Jetzt meine Frage: Lichtschwerter sind nicht weiß, sondern innen weiß, und außen brau/grün/rot....  wie kann ich das erreichen wo meine Fläche doch nur weiß ist?
Hoffe jemand hat mein Problem verstanden....  
Hier das vorher-nachher video, aber halt mit nur weißem lichtschwert...: 
http://www.martin-lapp.de/Film_0004.wmv


----------



## meta_grafix (12. Juli 2005)

Was soll das für ein wmv sein ?


----------



## DDDworker (12. Juli 2005)

Das ist das Video?! :suspekt:


----------



## meta_grafix (13. Juli 2005)

Sorry,

ich habe da wohl ein kleines Codec-Problem.

Gruß


----------



## polypeptid (21. Juli 2005)

Hi,
weiß leider nicht ob ich Dir helfen kann, da ich eher in Photoshop zuhause bin, aber ich kanns ja mal versuchen.
Also, weiß ich nicht ob sich sowas machen lässt, aber, wenn Du aus den Color-Keys eine Maske erstellen könntest wäre die Sache relativ leicht erledigt... glaub ich 
Dann müsstest Du lediglich die Maske des ersten Colorkey mit den härtesten Kanten über eine Weiße Ebene(bzw. Videospur) legen und die Masken der Colorkeys mit den weicheren Kanten über eine/mehrere farbige Ebenen(blau/grün/rot//   oder ein bisschen mit den Ebenenmodi rumspielen-> evtl. Color) die sich unterhalb der "weißen" Maske/Ebene befinden.
Hab leider erst nen kurzen Blick auf AE geworfen, aber ich denke gerade mit den Ebenenmodi lässt sich da so einiges anstellen, was Du für Deine Zwecke gebrauchen könntest.

Hoffentlich lieg ich nich gnadenlos daneben, mit dem was ich gerade erzählt hab, aber dann bin ich auch für jede Erklärung dankbar!

Grüße,
Matthias


----------



## salatba (27. April 2008)

Es kommt natürlich auf das Programm an, mit dem Mann die weiße Fläche erstellt hat.
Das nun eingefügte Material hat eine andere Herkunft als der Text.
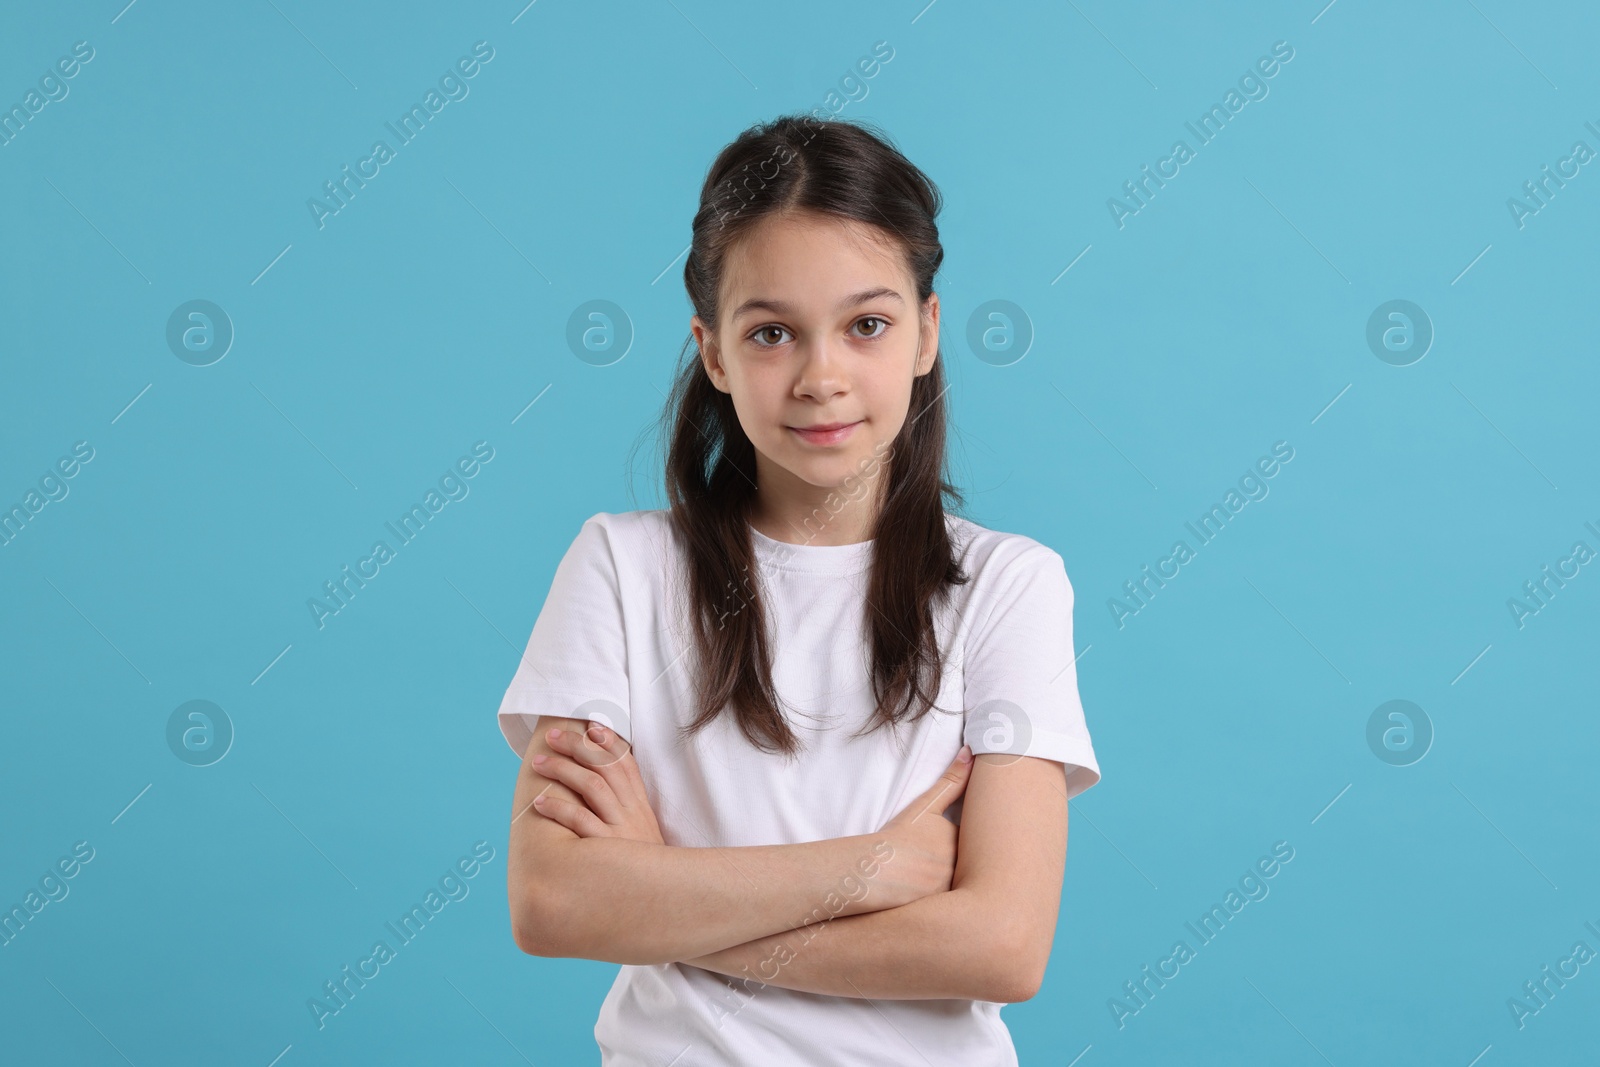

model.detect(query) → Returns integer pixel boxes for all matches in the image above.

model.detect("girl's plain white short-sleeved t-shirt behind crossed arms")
[498,510,1099,1067]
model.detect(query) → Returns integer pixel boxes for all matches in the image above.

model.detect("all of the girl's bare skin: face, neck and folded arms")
[510,206,1067,1001]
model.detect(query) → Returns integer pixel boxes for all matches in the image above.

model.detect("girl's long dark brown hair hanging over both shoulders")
[661,115,968,755]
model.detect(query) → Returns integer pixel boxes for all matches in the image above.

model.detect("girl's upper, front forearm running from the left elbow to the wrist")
[507,755,904,963]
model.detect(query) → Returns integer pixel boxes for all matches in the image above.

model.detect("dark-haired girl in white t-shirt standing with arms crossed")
[499,117,1099,1067]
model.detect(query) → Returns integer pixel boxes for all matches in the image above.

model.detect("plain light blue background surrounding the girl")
[0,0,1600,1067]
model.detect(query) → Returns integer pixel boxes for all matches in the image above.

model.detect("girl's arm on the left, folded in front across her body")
[507,715,971,965]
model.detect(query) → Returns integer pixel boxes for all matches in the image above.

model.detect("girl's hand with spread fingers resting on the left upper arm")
[530,723,666,845]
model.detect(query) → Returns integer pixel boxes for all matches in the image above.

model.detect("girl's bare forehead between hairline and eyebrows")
[722,213,915,310]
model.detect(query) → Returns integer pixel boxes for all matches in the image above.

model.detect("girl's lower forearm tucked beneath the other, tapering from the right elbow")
[682,888,1027,1003]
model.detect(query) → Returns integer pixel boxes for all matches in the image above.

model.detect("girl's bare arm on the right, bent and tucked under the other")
[680,753,1067,1003]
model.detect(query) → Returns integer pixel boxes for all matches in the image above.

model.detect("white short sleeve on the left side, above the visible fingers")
[498,512,634,758]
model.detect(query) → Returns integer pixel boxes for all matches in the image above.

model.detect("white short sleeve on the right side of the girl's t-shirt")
[963,544,1101,800]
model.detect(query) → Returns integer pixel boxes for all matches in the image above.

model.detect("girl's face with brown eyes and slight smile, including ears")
[691,213,939,504]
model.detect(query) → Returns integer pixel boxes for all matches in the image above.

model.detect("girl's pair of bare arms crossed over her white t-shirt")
[507,717,1067,1001]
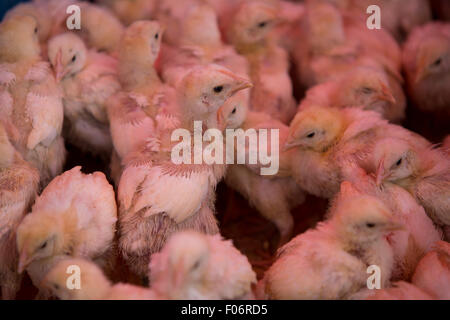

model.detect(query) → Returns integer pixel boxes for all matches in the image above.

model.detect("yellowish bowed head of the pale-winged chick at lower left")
[16,214,64,272]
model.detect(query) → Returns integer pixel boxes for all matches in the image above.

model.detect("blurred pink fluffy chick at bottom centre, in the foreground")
[150,231,256,300]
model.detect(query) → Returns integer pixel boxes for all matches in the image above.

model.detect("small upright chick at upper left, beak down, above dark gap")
[48,33,120,157]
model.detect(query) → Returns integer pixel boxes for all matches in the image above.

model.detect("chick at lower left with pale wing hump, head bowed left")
[16,167,117,285]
Man könnte das unbearbeite und das bearbeitete Video durch den Überlagerungsmodus "Differenz/Unterschied" so bearbeiten, dass man die weiße Fläche herausgeschlüsselt hat.
Dann später die herrausgeschlüsselte weiße Fläche unscharf machen, und dann per Farbbalance/Graduation den Glow des Lichtschwerts erstellen.

PS: Wie stellt man hier nochmal Avatare rein ^^.


----------